Genelgenin 5’inci maddesine göre; Anılan 2. Dönem Toplu Sözleşmenin 8 inci maddesinde, sözleşmeli personel pozisyonlarında çalışanların, Devlet Memurları Yiyecek Yardımı Yönetmeliği hükümlerinden aynı usul ve esaslar çerçevesinde yararlanacağı hükme bağlanmıştır.
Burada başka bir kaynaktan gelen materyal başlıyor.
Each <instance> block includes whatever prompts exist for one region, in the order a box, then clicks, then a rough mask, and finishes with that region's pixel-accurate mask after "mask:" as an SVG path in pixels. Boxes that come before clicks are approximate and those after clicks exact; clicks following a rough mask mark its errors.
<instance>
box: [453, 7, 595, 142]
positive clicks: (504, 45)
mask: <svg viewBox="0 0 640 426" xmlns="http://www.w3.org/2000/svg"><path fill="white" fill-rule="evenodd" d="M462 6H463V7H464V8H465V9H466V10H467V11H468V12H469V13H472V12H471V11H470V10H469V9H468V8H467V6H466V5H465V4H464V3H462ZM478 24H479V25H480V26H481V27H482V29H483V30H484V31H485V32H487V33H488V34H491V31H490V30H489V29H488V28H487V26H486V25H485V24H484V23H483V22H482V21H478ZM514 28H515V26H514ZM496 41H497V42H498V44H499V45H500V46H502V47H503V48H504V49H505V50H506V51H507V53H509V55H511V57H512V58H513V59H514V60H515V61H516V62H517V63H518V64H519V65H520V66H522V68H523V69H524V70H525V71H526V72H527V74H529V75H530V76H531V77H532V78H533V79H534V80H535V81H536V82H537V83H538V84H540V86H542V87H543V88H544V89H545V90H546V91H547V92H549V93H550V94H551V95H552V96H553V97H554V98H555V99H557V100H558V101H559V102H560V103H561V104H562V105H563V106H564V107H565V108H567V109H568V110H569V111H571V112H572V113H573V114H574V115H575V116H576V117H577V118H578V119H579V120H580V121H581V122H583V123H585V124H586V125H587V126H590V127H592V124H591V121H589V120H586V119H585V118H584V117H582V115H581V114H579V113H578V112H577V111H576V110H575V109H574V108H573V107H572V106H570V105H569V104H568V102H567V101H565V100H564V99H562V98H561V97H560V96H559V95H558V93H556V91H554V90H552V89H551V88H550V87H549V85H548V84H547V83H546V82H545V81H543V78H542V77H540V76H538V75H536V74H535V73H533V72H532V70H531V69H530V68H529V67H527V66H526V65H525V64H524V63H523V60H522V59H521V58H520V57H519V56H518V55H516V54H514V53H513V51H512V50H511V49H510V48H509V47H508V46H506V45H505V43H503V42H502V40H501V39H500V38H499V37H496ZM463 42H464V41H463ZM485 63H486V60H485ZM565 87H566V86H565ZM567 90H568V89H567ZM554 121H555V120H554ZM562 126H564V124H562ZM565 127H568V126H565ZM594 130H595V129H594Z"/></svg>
Buna göre, 5393 sayılı Kanunun 49 uncu maddesi çerçevesinde mahalli idarelerde sözleşmeli personel olarak istihdam edilenler, sözleşmelerinde belirtilen unvanda Devlet memuru olarak çalışmakta olanların ödemekte oldukları yemek bedeli kendilerinden tahsil edilmek suretiyle ve anılan Yönetmelik’te belirtilen usul ve esaslar dikkate alınarak 31.12.2015 tarihine kadar yiyecek yardımından yararlandırılmaya devam olunacaktır.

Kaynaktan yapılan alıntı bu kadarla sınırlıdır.